Albany County Officials Mislead Public About Bail Reform

A WNYT news report allowed law enforcement officials in an Albany County community to mislead the public about bail reform and fearmonger about a man who has been arrested multiple times.

Fact Check: Misleading

The Briefing

A WNYT news report allowed law enforcement officials in an Albany County community to mislead the public about bail reform and falsely suggest that pretrial incarceration is the only solution to respond to society’s inability to produce sufficient resources for all community members.

Watervliet Police Chief Joseph Centanni and Albany County District Attorney David Soares argue that there are not enough supportive resources for people charged with crimes. But instead of advocating for investments in communities that actually work, Centanni and Soares take aim at the state’s bail reform laws – which have been rolled back three times, allowing for more pretrial detention –  for not being punitive enough.

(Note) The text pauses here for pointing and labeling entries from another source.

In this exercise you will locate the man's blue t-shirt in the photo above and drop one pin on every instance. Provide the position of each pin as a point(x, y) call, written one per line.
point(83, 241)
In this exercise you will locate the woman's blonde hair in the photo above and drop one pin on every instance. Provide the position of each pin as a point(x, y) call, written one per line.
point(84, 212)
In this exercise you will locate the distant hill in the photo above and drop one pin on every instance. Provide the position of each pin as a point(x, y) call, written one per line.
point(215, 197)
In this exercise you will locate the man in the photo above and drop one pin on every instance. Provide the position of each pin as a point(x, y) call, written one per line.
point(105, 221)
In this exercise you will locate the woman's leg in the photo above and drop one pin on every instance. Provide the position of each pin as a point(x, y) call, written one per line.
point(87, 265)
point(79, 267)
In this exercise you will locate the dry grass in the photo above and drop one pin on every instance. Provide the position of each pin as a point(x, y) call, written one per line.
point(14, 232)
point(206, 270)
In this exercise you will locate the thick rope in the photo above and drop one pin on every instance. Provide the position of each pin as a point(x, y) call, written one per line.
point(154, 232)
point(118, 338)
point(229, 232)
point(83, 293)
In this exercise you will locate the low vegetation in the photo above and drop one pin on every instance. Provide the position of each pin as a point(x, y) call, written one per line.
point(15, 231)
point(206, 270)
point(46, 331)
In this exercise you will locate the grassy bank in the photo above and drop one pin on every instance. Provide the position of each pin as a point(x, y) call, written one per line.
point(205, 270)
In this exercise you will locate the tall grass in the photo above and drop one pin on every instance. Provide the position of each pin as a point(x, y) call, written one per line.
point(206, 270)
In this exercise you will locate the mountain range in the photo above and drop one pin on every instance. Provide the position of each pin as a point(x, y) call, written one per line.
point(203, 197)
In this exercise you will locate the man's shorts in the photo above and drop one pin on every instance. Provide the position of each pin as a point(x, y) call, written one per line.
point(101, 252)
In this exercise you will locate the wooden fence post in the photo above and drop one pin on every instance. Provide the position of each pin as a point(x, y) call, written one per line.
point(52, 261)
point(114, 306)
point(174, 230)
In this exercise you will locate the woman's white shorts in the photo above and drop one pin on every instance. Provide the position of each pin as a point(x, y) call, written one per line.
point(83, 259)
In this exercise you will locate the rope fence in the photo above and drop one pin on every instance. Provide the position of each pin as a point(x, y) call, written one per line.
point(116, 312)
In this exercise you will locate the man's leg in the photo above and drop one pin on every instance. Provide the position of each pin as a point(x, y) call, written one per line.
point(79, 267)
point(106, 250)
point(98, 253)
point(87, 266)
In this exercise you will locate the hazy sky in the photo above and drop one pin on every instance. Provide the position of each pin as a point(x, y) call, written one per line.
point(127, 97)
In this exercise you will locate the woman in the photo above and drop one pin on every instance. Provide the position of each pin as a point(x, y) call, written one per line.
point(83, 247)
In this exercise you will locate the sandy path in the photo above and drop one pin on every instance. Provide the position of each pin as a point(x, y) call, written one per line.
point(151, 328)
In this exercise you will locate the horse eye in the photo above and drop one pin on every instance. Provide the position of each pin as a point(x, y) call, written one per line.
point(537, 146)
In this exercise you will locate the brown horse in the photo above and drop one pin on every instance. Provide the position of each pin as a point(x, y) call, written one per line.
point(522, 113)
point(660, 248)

Jail does not make us safer

The central claim of law enforcement officials in this story – and pro-carceral voices in general – is that bail reform laws should be rolled back or eliminated because society has not provided enough supportive resources for people struggling with poverty, untreated mental illness, or substance abuse, and the only viable solution is to take away their freedom. 

This is a false premise. We know we need more investments in housing, jobs, treatment, and service-based interventions. These solutions actually reduce crime and keep us all safe. In contrast, jail is not an effective public safety solution. 

For years, law enforcement officials have spent their time, energy, and positions of power to decry bail reform.  Had law enforcement used that power to advocate for the resources they say New Yorkers need in this article, we would be safer.  Instead, they continue to lazily, cynically, and illogically claim that jail cures all of society’s problems. 

Pretrial detention has a criminogenic effect, meaning jail can increase the likelihood that someone commits another crime. It destabilizes families and communities, producing housing insecurity, criminalizing and exacerbating mental illness and substance use disorders, and reducing the earning power of people who are arrested. Moreover, overcrowding and mismanagement produces dehumanizing and deadly jail conditions, to the point where the NYC Department of Corrections is no longer announcing jail deaths

Not only is jail ineffective, it is expensive. The cost of incarcerating someone at Rikers has quadrupled since 2011 to over $500,000 per person per year. Incarcerating someone like the man mentioned in the WNYT story would undoubtedly cost much more than providing him with the resources necessary to stabilize his life. When society has failed to meet the needs of a community member time and time again, jail cannot be the solution.  

Judges have wide discretion to set bail

Centanni’s misleading claims about New York’s bail reform laws go unchallenged. First, Centanni claims New York legislators have not given judges sufficient discretion to consider the “danger” of someone charged with a crime. New York does not have a dangerousness standard for good reason. Such standards produce racist results and increased pretrial jail populations while further introducing ambiguity and opacity into our criminal legal system. Any dangerousness standard would only further exacerbate racial disparities in New York’s jails, where Black and brown people make up 73 percent of New Yorkers incarcerated in jail but 36 percent of the state’s population. 

Moreover, judges in New York have discretion to set bail on a wide range of violent and non-violent crimes. They regularly employ their ample discretion. According to a report by New York Focus, some judges set bail in nearly 8 out of 10 eligible cases. Almost 80 percent of people jailed pretrial on Rikers Island are there because a judge set bail on a violent felony. This debunks Centanni’s later claim that judges are releasing “violent offenders.” 

Some judges have even admitted to ignoring the law and using a de facto “dangerousness” standard. One judge stated she made bail decisions based on who she believed “should not be out in the community” and not based on the statutory purpose of bail, which is to ensure someone’s return to court. This admission shows why, in 2019, legislators removed judicial discretion about bail decisions for low-level crimes, acknowledging that people accused of low-level crimes do not deserve to be subjugated to the violence, danger, and isolation of jail.

Bail reform is a successful public policy

The WNYT story is an example of shoddy reporting practices. The reporter did well to quote a public defender, but ultimately produced a story – clearly placed by law enforcement, who regularly lie about bail reform – that fearmongers about a Black man allegedly committing crime in the community. Ultimately, the story fails to render an honest picture of bail reform in New York. 

Study after study after study shows that bail reform in New York has been an unmitigated success. It reduces recidivism. It has no connection to any increases in crime. It led to more people showing up for their court dates. Most importantly, it has produced freedom for thousands of New Yorkers who would have otherwise been separated from their families and communities.